Dissipation induced Luttinger liquid correlations in a one dimensional Fermi gas

TL;DR

This paper investigates how dissipation affects a one-dimensional Fermi gas, revealing that dissipation induces Luttinger liquid correlations and alters information spreading and entropy growth.

Contribution

It demonstrates that dissipation leads to Luttinger liquid behavior in a Fermi gas, with unique decay laws and modified information velocity, expanding understanding of open quantum systems.

Findings

Dissipation causes a transition to Luttinger liquid correlations.

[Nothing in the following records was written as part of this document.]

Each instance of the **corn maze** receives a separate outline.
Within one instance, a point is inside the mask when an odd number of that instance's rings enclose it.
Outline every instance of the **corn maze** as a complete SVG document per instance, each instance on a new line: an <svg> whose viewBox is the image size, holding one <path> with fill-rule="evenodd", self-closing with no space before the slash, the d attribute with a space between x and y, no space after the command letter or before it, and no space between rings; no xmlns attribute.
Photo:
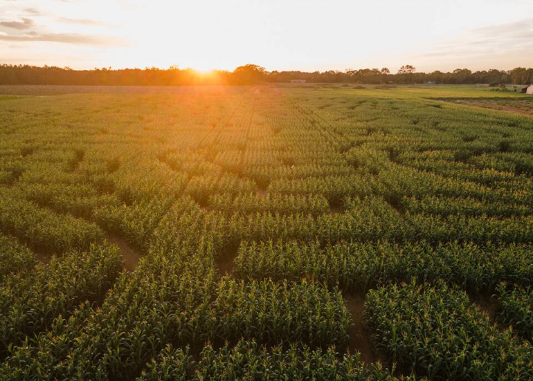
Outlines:
<svg viewBox="0 0 533 381"><path fill-rule="evenodd" d="M468 89L0 96L0 378L531 380L533 118Z"/></svg>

The information spreading velocity is set by dissipation, not excitation propagation.

Entropy initially grows as -t ln t and saturates to an extensive value.

Abstract

We study a one-dimensional Fermi gas in the presence of dissipative coupling to environment through the Lindblad equation. The dissipation involves energy exchange with the environment and favours the relaxation of electrons to excitations. After switching on the dissipation, the system approaches a steady state, which is described by a generalized Gibbs ensemble. The fermionic single particle density matrix resembles deceivingly to that in a hermitian interaction quench. It decays inversely with the distance for short times due to the fermionic correlations in the initial state, which changes into a non-integer power law decay for late times, representing dissipation induced Luttinger liquid behaviour. However, the crossover between the two regions occurs due to dissipation induced damping, and is unrelated to the propagation of excitations. The velocity of information spreading is set by the dissipative coupling, and differs significantly from the original sound velocity. The thermodynamic entropy grows as $-t\ln t$ initially, and saturates to an extensive value. Our results can be tested experimentally in one-dimensional Dirac systems.